In a media environment where the resurgence of the nation-state as the primary unit of interaction between countries is—rightly or wrongly—in vogue, any worthwhile contribution to the public discourse needs urgently to be context-specific.
But it is one thing to identify pan-Indian themes, quite another to indulge in equalisation; that’s intellectually inept, conceptually clumsy and shows up in the content routinely dished out by major domestic and foreign media outlets.
At the other extreme, are media firms including some behemoths with a dual strategy of an excessively granular-India focus ensconced in an overarching theme of articulating what they perceive to be the national interest.
It is a model which combines the lowest common denominator of prurient interest with a meta understanding derived almost wholly from the state with virtually no free agency. Does it make money? Yes, for a few. But the law of diminishing returns is setting in even for them.

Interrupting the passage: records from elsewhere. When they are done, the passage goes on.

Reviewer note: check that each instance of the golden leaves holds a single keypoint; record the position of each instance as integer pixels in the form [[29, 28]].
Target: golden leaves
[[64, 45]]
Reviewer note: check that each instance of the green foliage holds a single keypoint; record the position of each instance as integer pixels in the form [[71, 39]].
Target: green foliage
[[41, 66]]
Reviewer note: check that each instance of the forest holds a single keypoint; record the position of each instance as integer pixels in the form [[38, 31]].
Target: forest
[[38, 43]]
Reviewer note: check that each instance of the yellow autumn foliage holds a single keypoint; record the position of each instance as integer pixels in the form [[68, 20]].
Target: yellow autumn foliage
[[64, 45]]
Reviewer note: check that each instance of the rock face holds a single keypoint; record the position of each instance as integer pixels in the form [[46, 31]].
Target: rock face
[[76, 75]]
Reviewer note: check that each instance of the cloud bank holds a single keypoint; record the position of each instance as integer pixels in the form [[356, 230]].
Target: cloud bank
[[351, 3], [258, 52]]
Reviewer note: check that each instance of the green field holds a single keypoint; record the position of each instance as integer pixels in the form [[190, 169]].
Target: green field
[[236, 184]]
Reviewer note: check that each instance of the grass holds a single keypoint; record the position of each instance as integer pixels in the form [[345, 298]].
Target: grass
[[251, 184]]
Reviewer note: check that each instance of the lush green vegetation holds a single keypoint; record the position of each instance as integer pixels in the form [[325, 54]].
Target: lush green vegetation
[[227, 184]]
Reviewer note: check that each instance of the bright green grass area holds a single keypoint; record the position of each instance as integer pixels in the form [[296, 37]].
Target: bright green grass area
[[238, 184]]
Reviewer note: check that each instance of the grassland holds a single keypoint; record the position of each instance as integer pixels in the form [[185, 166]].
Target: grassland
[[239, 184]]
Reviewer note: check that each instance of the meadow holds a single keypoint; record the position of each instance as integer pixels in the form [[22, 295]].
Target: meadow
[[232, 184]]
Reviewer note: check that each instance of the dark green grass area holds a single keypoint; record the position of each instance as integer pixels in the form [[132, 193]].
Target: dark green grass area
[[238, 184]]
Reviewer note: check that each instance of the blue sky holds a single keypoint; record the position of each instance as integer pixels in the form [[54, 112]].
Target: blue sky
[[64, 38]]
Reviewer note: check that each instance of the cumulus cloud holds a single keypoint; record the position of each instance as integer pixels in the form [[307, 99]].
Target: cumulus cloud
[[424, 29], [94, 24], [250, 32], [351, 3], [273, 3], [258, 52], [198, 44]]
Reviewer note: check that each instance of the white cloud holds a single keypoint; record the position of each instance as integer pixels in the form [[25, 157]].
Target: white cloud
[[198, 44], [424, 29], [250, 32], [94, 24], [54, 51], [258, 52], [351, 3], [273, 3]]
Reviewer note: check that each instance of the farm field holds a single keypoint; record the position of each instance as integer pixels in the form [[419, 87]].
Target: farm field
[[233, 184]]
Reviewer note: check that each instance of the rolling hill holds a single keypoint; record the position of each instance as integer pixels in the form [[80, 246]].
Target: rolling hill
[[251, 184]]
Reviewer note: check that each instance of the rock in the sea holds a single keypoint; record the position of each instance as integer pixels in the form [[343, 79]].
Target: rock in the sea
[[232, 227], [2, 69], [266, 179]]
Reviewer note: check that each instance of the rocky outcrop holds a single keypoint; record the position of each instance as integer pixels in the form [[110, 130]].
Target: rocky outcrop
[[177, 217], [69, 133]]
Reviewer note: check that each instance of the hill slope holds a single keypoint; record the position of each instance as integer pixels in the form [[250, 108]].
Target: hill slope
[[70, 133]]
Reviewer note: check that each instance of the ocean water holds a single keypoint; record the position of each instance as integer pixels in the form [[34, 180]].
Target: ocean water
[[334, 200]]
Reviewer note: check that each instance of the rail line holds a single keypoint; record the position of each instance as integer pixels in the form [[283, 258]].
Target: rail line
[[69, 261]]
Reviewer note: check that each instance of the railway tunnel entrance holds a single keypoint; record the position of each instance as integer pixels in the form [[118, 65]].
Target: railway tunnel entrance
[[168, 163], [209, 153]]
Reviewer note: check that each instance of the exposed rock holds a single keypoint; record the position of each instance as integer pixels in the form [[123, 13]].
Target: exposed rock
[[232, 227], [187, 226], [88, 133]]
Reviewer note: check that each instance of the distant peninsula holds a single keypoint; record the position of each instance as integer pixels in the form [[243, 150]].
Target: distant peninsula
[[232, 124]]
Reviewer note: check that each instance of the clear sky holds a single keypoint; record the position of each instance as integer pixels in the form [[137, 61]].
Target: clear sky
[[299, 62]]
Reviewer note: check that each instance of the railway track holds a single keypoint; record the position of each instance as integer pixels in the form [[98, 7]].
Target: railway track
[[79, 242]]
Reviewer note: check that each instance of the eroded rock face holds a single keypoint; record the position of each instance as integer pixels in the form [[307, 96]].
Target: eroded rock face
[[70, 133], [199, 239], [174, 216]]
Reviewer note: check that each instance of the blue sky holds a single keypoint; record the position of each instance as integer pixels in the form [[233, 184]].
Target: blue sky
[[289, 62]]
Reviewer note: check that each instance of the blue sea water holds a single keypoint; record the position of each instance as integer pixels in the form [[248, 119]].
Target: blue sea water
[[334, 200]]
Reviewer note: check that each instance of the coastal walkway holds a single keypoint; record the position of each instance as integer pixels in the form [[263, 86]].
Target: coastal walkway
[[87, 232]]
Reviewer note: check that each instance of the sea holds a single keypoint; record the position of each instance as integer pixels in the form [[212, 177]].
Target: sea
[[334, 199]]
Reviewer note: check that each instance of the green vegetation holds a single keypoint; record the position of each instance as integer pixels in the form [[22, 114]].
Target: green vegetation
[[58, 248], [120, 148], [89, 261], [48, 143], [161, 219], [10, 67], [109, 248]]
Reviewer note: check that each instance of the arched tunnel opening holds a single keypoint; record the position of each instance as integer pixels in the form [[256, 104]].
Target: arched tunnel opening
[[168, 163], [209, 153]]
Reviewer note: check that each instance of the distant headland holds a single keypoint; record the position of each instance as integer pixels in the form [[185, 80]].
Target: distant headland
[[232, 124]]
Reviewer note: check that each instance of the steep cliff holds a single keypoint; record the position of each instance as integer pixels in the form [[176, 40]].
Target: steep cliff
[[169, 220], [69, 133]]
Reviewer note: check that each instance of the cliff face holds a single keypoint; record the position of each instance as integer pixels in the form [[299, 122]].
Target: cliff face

The third dimension an independent, contemporary media platform needs to be wary of apart from corporate and government lobbies are the increasingly powerful and rapidly proliferating special interest groups sans accountability. Some of them may well have started life as well-meaning civil society outfits but they have, over the past decade and powered by social media, become ideologically-driven, online mobs that brook no opposition and/or debate.
It is in this chaotic media ecology that an opportunity arises for those with the bandwidth to cement their place as purveyors of credible news and informed comment which the discerning few are ready, able, and willing to pay for. The next challenge is to convert the few into the many.

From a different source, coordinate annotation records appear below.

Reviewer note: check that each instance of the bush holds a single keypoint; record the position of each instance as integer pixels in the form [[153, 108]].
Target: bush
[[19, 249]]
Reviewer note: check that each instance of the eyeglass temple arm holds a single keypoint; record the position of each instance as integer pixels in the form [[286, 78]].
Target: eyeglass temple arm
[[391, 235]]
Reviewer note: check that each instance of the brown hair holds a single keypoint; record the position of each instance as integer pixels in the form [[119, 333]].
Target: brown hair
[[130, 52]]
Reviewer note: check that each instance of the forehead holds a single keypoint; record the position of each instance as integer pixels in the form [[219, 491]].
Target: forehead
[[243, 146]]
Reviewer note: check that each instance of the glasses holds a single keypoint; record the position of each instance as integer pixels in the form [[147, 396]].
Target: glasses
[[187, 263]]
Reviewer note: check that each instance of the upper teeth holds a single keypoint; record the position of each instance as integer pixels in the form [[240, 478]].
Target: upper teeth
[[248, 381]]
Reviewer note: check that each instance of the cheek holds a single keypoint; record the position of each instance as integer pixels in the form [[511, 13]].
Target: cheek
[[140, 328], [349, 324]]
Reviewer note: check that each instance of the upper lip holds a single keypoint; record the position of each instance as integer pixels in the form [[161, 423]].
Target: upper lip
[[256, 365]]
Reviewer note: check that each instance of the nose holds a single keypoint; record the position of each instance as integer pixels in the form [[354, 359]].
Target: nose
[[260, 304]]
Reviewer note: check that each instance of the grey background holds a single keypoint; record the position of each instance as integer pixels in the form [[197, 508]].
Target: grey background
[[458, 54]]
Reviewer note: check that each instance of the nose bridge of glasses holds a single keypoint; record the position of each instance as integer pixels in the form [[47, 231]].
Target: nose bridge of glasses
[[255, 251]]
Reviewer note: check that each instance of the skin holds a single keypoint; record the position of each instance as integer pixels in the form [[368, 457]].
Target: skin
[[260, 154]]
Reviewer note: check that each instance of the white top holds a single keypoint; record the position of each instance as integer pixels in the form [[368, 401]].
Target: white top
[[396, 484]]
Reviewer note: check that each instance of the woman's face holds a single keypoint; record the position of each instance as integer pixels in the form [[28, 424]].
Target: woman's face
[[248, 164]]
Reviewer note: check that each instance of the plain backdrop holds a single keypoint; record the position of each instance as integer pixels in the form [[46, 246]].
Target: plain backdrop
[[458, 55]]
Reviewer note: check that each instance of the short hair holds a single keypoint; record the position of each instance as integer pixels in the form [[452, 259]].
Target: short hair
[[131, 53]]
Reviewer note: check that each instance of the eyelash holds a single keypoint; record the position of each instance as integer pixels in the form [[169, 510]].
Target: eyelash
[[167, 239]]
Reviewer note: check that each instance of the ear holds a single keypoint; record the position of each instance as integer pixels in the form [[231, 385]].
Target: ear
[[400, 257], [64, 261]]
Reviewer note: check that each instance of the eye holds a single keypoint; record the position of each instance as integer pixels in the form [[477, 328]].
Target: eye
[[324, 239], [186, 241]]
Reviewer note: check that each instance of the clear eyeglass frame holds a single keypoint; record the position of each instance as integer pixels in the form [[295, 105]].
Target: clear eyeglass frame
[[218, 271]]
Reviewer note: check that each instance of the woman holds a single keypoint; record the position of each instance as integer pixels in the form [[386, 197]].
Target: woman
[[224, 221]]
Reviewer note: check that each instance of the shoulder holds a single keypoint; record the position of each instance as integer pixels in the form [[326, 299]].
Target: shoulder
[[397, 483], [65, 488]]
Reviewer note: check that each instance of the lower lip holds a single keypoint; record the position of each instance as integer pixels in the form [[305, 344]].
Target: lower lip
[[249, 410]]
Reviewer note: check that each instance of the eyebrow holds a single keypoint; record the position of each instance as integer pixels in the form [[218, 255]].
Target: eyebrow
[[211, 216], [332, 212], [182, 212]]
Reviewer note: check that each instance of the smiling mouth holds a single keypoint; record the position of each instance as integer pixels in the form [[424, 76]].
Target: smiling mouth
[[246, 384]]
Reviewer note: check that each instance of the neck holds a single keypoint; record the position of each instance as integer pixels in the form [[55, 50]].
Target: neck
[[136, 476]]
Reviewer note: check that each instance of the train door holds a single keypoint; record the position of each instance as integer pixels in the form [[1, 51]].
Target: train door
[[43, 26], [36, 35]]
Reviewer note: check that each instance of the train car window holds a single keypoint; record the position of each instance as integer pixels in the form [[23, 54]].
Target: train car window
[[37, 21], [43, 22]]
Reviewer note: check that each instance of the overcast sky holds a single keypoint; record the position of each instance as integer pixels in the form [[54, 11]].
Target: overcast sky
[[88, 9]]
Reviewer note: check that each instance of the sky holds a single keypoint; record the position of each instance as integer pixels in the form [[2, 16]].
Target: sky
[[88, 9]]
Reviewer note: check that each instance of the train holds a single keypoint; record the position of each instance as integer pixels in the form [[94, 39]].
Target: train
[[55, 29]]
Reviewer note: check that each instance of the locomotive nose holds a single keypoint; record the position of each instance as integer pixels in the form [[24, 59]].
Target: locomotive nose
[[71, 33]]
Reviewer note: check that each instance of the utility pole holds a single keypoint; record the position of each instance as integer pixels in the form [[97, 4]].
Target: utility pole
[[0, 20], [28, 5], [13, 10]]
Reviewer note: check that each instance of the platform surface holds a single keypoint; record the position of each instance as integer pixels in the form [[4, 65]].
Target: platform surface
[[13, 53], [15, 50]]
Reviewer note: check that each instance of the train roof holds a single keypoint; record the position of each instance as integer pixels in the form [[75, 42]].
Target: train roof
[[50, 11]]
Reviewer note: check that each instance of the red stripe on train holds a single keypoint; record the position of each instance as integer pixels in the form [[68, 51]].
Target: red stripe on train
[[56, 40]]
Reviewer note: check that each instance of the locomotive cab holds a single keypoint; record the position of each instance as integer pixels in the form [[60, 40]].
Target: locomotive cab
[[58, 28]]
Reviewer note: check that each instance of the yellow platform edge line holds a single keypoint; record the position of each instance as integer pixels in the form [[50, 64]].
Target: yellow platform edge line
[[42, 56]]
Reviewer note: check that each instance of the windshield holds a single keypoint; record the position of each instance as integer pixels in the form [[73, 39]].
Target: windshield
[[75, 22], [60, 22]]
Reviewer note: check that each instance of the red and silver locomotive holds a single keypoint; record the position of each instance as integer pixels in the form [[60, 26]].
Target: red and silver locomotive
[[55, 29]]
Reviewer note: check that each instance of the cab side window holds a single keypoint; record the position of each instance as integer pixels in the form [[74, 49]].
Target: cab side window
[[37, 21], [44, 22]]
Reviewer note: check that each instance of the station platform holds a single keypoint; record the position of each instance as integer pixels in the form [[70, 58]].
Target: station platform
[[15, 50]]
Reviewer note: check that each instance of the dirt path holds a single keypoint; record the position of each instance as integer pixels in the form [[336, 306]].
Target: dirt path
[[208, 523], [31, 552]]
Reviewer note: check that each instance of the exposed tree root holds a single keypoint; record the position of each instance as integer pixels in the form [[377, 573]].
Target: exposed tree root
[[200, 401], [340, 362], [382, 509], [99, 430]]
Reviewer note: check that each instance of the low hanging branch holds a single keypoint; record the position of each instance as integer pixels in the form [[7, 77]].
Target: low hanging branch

The value of a public interest charter, the importance of disruption and the urgency of implementing content and/or organisational restructuring cannot be wished away in this campaign.
It will, of course, spark the wrath of the mediocre—whether it’s the suits, the hacks or the self-serving trades unions. Not to mention various governments that exercise direct and/or indirect control on the media which comes in many forms, from the well-known advertisement squeeze to the hoary traditions of restricting access through denying accreditation and scaring off media houses via quasi-judicial industrial tribunals which lack the domain expertise to sit on judgment on media issues including those of employability.
Many genuine efforts to upgrade and expand media platforms in India came a cropper when the coronavirus struck in early 2020. On the other hand, many media owners and managers have cynically used the spread of Covid-19 to hack away at their wage bills with the bottom-line as the only focus.
But these depressing developments do not take away from the key learning of the past three decades, which is the centrality of the effort needed to develop and curate brand defining, platform-agnostic content, conceptualising strategy, and coordinating its implementation with editorial/ business leadership teams.
It’s also the most profound transformative challenge for core leadership teams in contemporary media. But to step up to it requires understanding what’s happening, and that’s still a far cry both in newsrooms and boardrooms.
The varied competencies media professionals of some quality have acquired ought to enable them to bring to the table an approach which is marked by an emphasis on creating and presenting traction-inducing, quality content which doesn’t need dumbing down.
Serious can still be sexy in the media. For that to come to fruition, though, media platforms’ financial/human resource allocation and focus ought unambiguously to be on leading the reader/consumer rather than following him/her. To turn a profit while doing so may not be as difficult as some have us believe.
If the media is a circus, the clowns at whose expense the laughs are being generated today are the readers/consumers. There is nothing wrong in a bit of comic relief if that’s your game. But investing in consumer education is the only survival strategy left for mainstream media.
This article was previously published in The Statesman, a part of Asia News Network.